The release of SharePoint 2013 has reignited the conversation around effective information governance. An infographic from Business 2 Community serves as a good reference for simplifying what governance should be like in an organization. Here are four keys to successful SharePoint governance.

  1. Define information architecture and plan for growth: Clearly defining information architecture helps you to determine what content belongs on a site and if there’s a logical place for the content. That allows you to better manage growth because you’re able to determine where to build a new area of the site if there’s content that doesn’t have a logical home. It is important to define ownership and accountability of sites. Keep track of the purpose of a site and who’s in charge of it. Fundamentally, there should be one business group or individual responsible for the growth of sites within SharePoint. This is vital to avoiding duplicative content and a mess of abandoned sites with no clear owner or purpose.
  2. Make sure you’re addressing business use cases: It’s a great idea to champion internal evangelists or power users. They should play a key role in exploring ways to use SharePoint and determining if it’s the right platform for a particular business solution. Having people champion the technology at a peer-to-peer level is also critical to building user adoption.
  3. Minimize obstacles and maintain control: We can’t stress this enough — do not create bottlenecks for accomplishing tasks in your governance plan. Determine how loose or tight you want your governance to be, and decide how much trust you’re willing to put in the hands of your business leaders and users. We always recommend having someone accountable for monitoring growth and serving as a checkpoint.

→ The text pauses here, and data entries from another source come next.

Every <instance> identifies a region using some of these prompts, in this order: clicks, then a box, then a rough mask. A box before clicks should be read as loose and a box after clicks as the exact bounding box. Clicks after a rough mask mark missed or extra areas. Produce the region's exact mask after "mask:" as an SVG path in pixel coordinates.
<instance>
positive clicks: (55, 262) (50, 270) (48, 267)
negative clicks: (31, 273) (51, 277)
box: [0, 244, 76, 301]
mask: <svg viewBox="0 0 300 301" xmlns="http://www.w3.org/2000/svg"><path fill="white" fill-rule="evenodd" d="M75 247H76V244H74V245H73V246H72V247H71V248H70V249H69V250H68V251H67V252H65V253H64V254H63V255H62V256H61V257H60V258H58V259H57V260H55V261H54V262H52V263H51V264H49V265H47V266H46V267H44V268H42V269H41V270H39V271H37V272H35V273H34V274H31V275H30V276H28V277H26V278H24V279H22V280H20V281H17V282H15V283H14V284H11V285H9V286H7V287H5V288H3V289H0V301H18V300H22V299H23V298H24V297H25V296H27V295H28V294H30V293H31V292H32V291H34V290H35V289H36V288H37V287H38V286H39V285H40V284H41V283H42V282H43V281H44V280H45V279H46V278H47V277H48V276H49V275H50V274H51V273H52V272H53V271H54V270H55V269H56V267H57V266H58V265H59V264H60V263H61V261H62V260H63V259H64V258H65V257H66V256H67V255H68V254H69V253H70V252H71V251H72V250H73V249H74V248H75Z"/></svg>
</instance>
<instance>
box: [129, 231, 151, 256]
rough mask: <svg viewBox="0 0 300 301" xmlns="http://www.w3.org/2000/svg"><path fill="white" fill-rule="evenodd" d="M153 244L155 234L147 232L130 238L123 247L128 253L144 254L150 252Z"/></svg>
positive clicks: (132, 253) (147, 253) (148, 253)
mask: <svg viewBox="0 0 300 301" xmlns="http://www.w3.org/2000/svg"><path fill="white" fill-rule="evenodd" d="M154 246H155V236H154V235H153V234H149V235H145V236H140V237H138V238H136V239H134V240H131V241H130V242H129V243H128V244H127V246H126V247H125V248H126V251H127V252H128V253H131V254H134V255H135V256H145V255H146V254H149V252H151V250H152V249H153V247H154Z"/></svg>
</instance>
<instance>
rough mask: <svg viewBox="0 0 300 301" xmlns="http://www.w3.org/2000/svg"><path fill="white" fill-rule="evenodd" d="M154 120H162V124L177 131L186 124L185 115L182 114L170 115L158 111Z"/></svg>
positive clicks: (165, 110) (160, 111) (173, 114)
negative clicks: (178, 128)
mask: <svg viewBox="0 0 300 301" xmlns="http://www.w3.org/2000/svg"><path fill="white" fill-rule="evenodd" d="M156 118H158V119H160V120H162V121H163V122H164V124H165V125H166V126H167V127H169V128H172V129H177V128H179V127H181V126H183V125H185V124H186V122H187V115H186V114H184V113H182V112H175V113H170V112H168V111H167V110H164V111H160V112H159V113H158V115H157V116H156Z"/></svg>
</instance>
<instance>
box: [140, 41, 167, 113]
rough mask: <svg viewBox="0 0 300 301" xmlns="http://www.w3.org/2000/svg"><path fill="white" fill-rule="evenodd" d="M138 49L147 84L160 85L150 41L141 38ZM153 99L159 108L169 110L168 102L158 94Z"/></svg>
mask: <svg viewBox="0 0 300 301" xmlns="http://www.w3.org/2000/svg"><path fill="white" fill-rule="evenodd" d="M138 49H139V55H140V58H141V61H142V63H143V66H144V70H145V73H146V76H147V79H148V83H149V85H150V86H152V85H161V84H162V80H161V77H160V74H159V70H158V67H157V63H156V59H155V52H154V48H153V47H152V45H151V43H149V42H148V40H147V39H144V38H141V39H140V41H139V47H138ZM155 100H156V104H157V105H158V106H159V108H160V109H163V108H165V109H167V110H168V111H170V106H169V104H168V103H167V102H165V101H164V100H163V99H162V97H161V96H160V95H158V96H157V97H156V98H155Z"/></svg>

  4. Plan to adapt: Your governance plan should never truly be complete. A successful plan will be flexible enough to accommodate the continuous improvement of SharePoint as new solutions are integrated with the platform. Regular audits and cleanup of obsolete information will help to keep the system tidy, although the article notes that “realistically, there will never be a perfectly clean SharePoint system.” Consider devising an archive strategy for outdated content at the onset of releasing SharePoint 2013. This will support a strategy for reducing outdated and obsolete information from taking permanent residence in SharePoint.

Information governance is an important concept for any business dealing with data, which includes all organizations that use SharePoint. Keeping the above tips in mind will help you to craft an effective governance plan that doesn’t get in the way of productivity and innovation.